In its scenario work, Jefferies split potential winners into two sets depending on the Fed's emphasis. Under a sustained higher-for-longer rate environment, the firm lists LIN, CTVA, IFF and KWR as buy-rated names. Alternatively, if policy developments support a stronger home-equity wealth effect - which would disproportionately lift demand that flows through housing-related activity - Jefferies favors CE, HUN, EMN, MEOH, CBT, DCI and AVNT as buys.

Balance-sheet dynamics remain a central theme. Jefferies highlights that the rise in corporate borrowing costs since 2022 continues to filter into earnings as companies work through debt restructurings. For roughly half of the chemical names the firm covers, refinancing existing maturities at prevailing rates would impose a cash-cost headwind equivalent to more than 1% of EBITDA.

On valuation, the firm used discounted cash flow (DCF) benchmarks to estimate appropriate next-twelve-month price-to-earnings multiples across subsegments. For what the firm calls "ruler" stocks - presumably more stable, cash-generative businesses - DCF assumptions support about a 19.0x NTM EPS multiple at current rates. That projection assumes 5%-6% net income growth plus an incremental 300-500 basis points of upside from share buybacks and merger-and-acquisition activity.

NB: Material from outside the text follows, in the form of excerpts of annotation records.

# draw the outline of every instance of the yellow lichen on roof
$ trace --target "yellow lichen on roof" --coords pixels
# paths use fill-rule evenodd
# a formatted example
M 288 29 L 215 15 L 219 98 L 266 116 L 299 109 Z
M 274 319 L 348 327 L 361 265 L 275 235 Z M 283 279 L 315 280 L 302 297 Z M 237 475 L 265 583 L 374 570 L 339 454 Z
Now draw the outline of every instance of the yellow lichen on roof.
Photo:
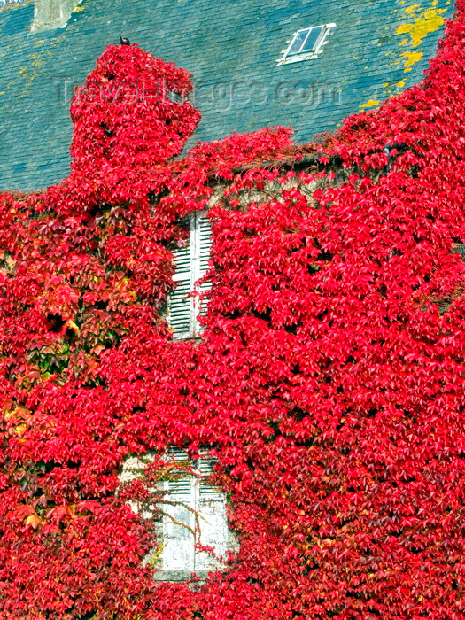
M 375 105 L 379 105 L 379 101 L 376 99 L 370 99 L 369 101 L 367 101 L 366 104 L 360 104 L 359 107 L 360 108 L 372 108 Z
M 413 22 L 406 22 L 398 27 L 396 35 L 409 35 L 412 47 L 418 47 L 424 37 L 431 32 L 438 30 L 444 24 L 442 14 L 446 9 L 438 9 L 438 0 L 433 0 L 431 5 L 422 11 L 417 17 L 415 14 L 422 11 L 422 4 L 411 4 L 404 9 L 404 13 L 409 18 L 415 18 Z M 405 45 L 407 39 L 403 39 L 399 44 Z
M 415 63 L 422 59 L 422 51 L 404 51 L 403 54 L 400 54 L 400 56 L 406 58 L 406 61 L 404 63 L 404 66 L 406 68 L 412 67 Z M 407 70 L 411 71 L 411 68 Z M 404 73 L 406 72 L 404 71 Z

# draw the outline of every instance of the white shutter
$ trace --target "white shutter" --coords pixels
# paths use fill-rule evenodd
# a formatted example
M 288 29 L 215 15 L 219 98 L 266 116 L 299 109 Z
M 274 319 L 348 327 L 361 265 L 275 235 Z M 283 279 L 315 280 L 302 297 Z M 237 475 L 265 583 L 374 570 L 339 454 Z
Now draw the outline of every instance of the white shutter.
M 210 476 L 213 461 L 209 458 L 198 460 L 198 471 Z M 228 520 L 226 516 L 226 497 L 224 492 L 205 480 L 198 479 L 198 507 L 199 513 L 198 542 L 205 546 L 213 546 L 216 555 L 226 554 L 228 548 Z M 195 555 L 196 571 L 212 570 L 220 566 L 220 561 L 205 552 Z
M 174 251 L 176 271 L 173 280 L 178 283 L 168 302 L 168 323 L 174 329 L 174 337 L 179 338 L 198 337 L 200 326 L 199 312 L 205 312 L 205 300 L 190 292 L 204 293 L 210 288 L 209 283 L 197 284 L 198 280 L 208 271 L 208 259 L 212 245 L 212 229 L 205 213 L 195 213 L 190 218 L 190 232 L 185 248 Z
M 181 450 L 170 451 L 175 461 L 186 460 Z M 165 499 L 174 505 L 164 504 L 167 513 L 163 517 L 163 551 L 161 568 L 163 570 L 193 572 L 195 570 L 195 515 L 189 508 L 195 508 L 195 488 L 193 477 L 179 472 L 178 480 L 164 484 Z

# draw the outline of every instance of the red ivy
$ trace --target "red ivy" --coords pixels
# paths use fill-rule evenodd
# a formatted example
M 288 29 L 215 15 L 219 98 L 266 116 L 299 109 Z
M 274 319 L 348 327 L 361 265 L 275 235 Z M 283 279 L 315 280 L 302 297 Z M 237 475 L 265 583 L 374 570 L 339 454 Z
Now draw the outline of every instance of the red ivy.
M 279 128 L 173 159 L 189 74 L 98 59 L 70 176 L 0 202 L 2 617 L 463 617 L 464 15 L 313 164 Z M 205 331 L 175 342 L 175 223 L 210 201 Z M 201 590 L 153 581 L 116 492 L 125 455 L 169 445 L 217 455 L 241 541 Z

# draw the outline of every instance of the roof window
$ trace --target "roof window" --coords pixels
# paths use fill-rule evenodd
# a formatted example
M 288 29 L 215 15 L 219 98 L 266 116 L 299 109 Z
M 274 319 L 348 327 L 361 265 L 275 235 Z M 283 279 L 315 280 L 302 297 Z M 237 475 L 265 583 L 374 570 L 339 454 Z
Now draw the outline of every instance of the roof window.
M 284 65 L 299 60 L 308 60 L 318 57 L 322 46 L 326 43 L 328 35 L 336 27 L 336 24 L 312 26 L 310 28 L 298 30 L 292 35 L 289 46 L 283 50 L 283 55 L 278 60 L 279 65 Z

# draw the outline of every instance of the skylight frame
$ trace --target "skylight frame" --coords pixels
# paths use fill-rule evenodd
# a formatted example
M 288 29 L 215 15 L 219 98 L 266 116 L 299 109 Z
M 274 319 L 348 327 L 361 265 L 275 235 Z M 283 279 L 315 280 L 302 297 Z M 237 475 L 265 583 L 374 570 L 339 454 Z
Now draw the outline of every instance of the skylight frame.
M 320 24 L 318 26 L 310 26 L 306 28 L 300 28 L 297 32 L 293 33 L 291 42 L 289 43 L 286 49 L 283 50 L 283 54 L 281 57 L 281 58 L 279 58 L 279 60 L 277 61 L 278 65 L 285 65 L 292 62 L 300 62 L 301 60 L 308 60 L 310 58 L 317 58 L 319 52 L 321 52 L 322 50 L 322 46 L 327 43 L 328 35 L 329 35 L 331 30 L 333 30 L 335 27 L 335 23 Z M 306 50 L 302 51 L 306 41 L 308 40 L 308 37 L 310 36 L 312 30 L 315 30 L 317 28 L 321 28 L 322 30 L 312 50 Z M 306 33 L 306 35 L 302 41 L 302 43 L 300 45 L 300 50 L 297 53 L 291 54 L 290 52 L 292 47 L 294 46 L 296 40 L 302 33 Z

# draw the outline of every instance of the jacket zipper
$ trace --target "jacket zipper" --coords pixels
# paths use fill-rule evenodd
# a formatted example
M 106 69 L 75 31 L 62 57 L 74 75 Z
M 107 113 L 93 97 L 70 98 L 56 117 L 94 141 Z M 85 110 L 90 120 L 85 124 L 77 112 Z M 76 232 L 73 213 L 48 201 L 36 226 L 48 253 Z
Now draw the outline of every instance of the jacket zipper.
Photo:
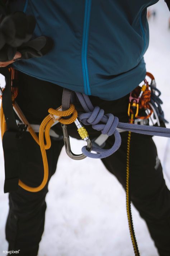
M 85 0 L 84 24 L 82 35 L 81 60 L 84 93 L 91 95 L 87 63 L 87 51 L 91 0 Z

For cyclical specialty chemicals, Jefferies sees a fair multiple near 16x NTM EPS on current assumptions, slipping to roughly 11x if a recession becomes likely within a two-to-three year horizon. Commodity chemical peers would normally trade in an 11x-12x band, but that could compress to about 4x-5x under the same near-term recession scenario.

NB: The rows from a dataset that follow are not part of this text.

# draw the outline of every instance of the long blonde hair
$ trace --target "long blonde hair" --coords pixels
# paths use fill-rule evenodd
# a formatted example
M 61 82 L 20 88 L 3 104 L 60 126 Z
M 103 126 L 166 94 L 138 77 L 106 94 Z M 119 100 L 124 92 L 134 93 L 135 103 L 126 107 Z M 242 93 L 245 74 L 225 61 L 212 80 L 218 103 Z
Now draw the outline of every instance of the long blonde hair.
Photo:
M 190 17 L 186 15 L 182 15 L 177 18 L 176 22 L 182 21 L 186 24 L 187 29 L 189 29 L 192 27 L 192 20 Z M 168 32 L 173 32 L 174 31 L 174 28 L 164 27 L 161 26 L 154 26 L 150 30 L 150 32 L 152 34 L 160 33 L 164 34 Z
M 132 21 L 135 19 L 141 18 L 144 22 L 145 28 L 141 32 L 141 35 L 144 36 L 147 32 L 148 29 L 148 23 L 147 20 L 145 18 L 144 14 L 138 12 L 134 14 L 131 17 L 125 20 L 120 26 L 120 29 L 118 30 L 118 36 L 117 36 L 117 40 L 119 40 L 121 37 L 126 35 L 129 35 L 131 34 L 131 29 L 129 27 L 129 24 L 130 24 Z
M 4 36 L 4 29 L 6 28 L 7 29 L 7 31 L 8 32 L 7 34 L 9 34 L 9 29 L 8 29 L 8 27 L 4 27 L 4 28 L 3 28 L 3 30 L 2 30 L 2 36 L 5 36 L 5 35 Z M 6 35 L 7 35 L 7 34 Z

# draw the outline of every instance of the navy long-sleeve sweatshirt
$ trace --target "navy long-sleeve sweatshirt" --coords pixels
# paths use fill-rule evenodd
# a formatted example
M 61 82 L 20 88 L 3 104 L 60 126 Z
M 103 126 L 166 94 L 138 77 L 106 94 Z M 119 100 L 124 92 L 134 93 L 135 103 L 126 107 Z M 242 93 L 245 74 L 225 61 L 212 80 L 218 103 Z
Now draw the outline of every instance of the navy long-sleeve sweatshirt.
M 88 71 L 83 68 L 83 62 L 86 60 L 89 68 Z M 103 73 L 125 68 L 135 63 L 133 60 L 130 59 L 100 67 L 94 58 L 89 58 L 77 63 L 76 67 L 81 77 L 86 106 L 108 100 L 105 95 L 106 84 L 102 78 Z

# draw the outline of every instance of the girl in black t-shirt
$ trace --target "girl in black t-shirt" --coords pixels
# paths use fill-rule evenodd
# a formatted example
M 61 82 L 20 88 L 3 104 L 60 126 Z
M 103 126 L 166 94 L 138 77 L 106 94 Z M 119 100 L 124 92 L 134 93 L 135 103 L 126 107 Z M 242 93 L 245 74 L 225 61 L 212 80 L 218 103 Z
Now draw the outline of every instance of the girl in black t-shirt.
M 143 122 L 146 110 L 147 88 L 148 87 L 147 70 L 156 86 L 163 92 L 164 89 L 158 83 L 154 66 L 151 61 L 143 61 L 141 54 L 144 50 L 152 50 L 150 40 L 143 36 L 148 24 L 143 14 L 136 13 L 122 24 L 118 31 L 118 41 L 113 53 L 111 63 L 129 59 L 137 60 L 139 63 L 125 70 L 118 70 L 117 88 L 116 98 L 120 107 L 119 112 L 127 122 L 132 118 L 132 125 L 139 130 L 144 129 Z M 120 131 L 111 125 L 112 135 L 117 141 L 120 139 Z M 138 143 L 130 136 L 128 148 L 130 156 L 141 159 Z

Using a regression model calibrated to data spanning the 1980s through the 2000s, the firm derives a sector-level warranted next-twelve-month P/E of about 14x-15x. That stands below the sector's then-current multiple of 18.4x. Jefferies also estimated a warranted relative multiple versus the S&P 500 of roughly 95%-100%, with the exact figure sensitive to oil-price assumptions.

The brokerage quantified the sensitivity of earnings and valuations to interest-rate moves. Each 100 basis point rise in borrowing costs, Jefferies estimates, would trim EPS for most chemical companies by roughly 1%-3%. That same 100 basis point shock would lower DCF-based valuation multiples by about 5% on average, or by roughly 8% for companies whose net debt exceeds 3x EBITDA.

Intraday price moves noted alongside the report included IFF down 1.27%, EMN up 0.54%, KWR up 0.6%, DCI up 0.81%, AVNT up 0.14%, CBT up 2.1%, CE up 0.6%, HUN up 2.96%, LIN unchanged at 0.00%, and CTVA up 2.17%.


Context for industrials and markets - Jefferies' analysis ties together policy risk, balance-sheet mechanics, and demand-channel exposure. The conclusions speak directly to sectors that feed into or rely on chemical production - including durable goods manufacturing and construction-related markets reliant on housing wealth effects - and to capital markets where debt refinancing and multiple expansion or compression will play out.

Risks

  • Higher-for-longer interest rates could delay a recovery in durable-goods demand, negatively affecting manufacturers and related supply chains.
  • Refinancing risk - at current rate levels, many chemical companies face meaningful EBITDA headwinds when rolling debt, which could strain cash flow and capital allocation across industrial sectors.
  • Recession risk would materially compress valuation multiples across chemical subsegments, with cyclical and commodity names most exposed to deep multiple contraction.